Jackson Mac Low (1922-2004) is an American poet, performance artist, and composer known for his use of chance operations, deterministic procedures, and non-intentional composition to create his works. Mac Low is the author of four plays and more than twenty books.
Charles O. Hartman began working with computers in the 1960s and made many contributions to the development of digital poetry (Funkhouser 67). For more information on Hartman see his book Virtual Muse: Experiments in Computer Poetry (Wesleyan Press, 1996).
Djuna Barnes was a high modernist American novelist, poet, and journalist. After becoming involved with the avant-garde in New York in the 1910s, Barnes moved to Paris where she would spend the period between the wars as an important member of the Left Bank expatriate literary scene that included figures ranging from Mina Loy to James Joyce.

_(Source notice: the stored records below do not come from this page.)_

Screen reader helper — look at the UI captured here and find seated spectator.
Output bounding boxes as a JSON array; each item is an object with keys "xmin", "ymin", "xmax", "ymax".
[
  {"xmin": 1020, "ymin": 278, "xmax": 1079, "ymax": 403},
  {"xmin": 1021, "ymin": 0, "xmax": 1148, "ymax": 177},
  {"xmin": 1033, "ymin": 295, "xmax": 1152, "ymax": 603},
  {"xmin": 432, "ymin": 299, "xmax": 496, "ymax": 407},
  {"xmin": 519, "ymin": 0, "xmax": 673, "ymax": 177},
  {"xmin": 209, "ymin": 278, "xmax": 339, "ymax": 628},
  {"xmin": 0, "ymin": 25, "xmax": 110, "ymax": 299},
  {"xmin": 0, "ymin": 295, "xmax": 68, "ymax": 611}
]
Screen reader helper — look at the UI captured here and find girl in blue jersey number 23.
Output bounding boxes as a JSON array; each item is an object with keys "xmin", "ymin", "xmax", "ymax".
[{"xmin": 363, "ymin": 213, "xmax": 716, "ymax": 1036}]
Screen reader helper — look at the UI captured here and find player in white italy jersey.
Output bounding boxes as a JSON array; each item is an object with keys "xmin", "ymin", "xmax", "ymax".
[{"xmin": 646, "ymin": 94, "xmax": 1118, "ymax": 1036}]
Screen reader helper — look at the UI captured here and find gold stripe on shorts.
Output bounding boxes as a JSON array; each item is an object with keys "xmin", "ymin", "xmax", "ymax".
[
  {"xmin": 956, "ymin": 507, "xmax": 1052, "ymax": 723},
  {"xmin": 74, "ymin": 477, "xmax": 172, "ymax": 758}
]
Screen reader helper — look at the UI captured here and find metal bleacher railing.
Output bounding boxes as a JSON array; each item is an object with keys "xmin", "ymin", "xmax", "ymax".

Her novel Nightwood is considered her masterpiece.
Sources:
Dworkin, Craig. Reading the Illegible. Evanston: Northwestern University Press, 2003. Print.
Funkhouser, Christopher Thompson. Prehistoric Digital Poetry: An Archaeology
of Forms, 1959-1995. Tuscaloosa: The University of Alabama Press, 2007. Print.
Mac Low, Jackson. Barnesbook: Four Poems Derived from Sentences by Djuna Barnes. Los Angeles: Sun & Moon Press, 1996. Print.